Amona
AmonaFlash 90

A new development in the legal battle over the town of Amona has given Israeli residents cause for cautious optimism. The court has asked residents to deposit hundreds of thousands of shekels in order to officially register their claims to land in the community.

The town of Amona north of Jerusalem has faced the threat of forcible eviction since 2006, when the Supreme Court ruled that it was built in part on privately owned Arab land.

Amona residents say that most of the land on which their community was built was legally purchased from local Arabs. They are asking the court not to seek demolition orders against homes built on the purchased land.

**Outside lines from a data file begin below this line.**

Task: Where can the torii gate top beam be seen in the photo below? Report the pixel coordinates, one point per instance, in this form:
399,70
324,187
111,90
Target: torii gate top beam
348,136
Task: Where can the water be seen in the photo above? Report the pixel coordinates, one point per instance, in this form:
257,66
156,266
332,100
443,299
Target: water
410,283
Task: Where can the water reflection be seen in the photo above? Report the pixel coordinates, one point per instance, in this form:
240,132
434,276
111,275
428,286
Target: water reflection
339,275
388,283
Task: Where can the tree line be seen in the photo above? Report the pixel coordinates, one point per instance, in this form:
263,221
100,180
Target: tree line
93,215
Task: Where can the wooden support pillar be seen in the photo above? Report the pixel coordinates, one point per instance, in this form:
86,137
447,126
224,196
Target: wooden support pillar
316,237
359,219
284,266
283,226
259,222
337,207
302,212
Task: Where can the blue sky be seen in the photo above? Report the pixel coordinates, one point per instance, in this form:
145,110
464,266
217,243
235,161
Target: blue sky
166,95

Rabbi Yair Frankel of Amona spoke to Arutz Sheva about the case. Currently, he explained, the debate before the Supreme Court is centered on the question of lands that have been claimed as Arab-owned land in theory, but which are not claimed by any particular Arab as his or her property.

“The state has argued that we should remain where we are, because there’s no logical reason to expel families when there is no claimant,” he said. “We are arguing that, beyond that, as those who have been on the land for about twenty years we have rights.”

The money that Amona residents are being asked to leave as a deposit would be set side and given as compensation to Arab owners of the land, if such owners do in fact exist and later make an appearance, he explained.

Residents came up with the money by taking loans, he said. “We’ll have to raise the money later,” he added.

Some of the Arabs seeking Amona’s destruction are affiliated with Hamas, Rabbi Frankel reported. However, he said, many are simply afraid of what will happen to them if they do not go along with the lawsuit.

“Some of them are arguing that the land is their's because of the law that selling land to Jews is a death penalty offense,” he said, referring to a Palestinian Authority law which imposes the death penalty for selling land to Jews. “If that law weren’t there, the same people would happily take the money and it would be over, but because of that law and the violence in the Palestinian street, those who sold their land and those with no connection to the land are fearful, and claim ownership.”